Model 4: This model adopts MSGConv instead of ordinary convolution in Model 3.

Model 5: This model adds the attention mechanism module to Model 4, which is also the developed MAJATNet model.

Comparing Models 1 and 2 can verify whether the JMMD module is effective; comparing Models 2 and 3 can verify whether the adversarial learning is effective; comparing Models 3 and 4 can verify whether the MSGConv module is effective; comparing Models 4 and 5 can verify whether the attention mechanism is effective. Table 3 presents the ablation experiment results, in which (↑) indicates the current model’s average accuracy increases relative to the previous model, (↓) indicates that it has decreased relative to the previous model, and (-) indicates that it has remained unchanged relative to the previous model.

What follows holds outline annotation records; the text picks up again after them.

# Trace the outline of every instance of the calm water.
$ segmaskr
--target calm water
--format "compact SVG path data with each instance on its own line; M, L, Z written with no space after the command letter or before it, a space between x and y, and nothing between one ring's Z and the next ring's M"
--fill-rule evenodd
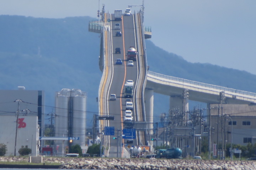
M1 168L0 167L0 170L57 170L58 169L63 170L66 169L44 169L42 168ZM84 169L83 170L89 170Z

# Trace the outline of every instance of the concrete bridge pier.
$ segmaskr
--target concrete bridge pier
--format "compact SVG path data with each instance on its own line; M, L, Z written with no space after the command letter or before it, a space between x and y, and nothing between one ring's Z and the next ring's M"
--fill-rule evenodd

The average accuracy of Model 2 increases relative to Model 1 in six transfer tasks, especially in task 1 → 0 and task 2 → 0 by 12.83% and 5.77%, respectively. The results indicate the effectiveness of aligning the joint distribution of high-level characteristics and labels between data from two domains via JMMD. The average accuracy of Model 3 increases relative to Model 2 in four transfer tasks (0.31% in 0 → 1, 0.44% in 0 → 2, 0.07% in 1 → 2, 0.14% in 2 → 1) and decreases to a lesser extent in two transfer tasks. The results demonstrate that improving cross-domain fault diagnosis accuracy through adversarial learning is effective in most transfer tasks. The average accuracy of Model 4 increased relative to Model 3 in four transfer tasks (0.47% in 0 → 1, 0.58% in 0 → 2, 0.09% in 1 → 0, and 0.58% in 2 → 0), and remained stable in two transfer tasks. The results indicate that discriminative feature information in the data can be extracted more efficiently by using MSGConv as the backbone network for data from two domains. The average accuracy of Model 5 increased relative to Model 4 in five transfer tasks and decreased to a lesser extent in one transfer task. In particular, accuracy increased by 1.4% and 0.75% in the challenging-to-categorize tasks 1 → 0 and 2 → 0, respectively. The results indicate that the attention mechanism module contributes to recalibrating the importance of feature information at different scales and is effective in improving the diagnosis accuracy of the model.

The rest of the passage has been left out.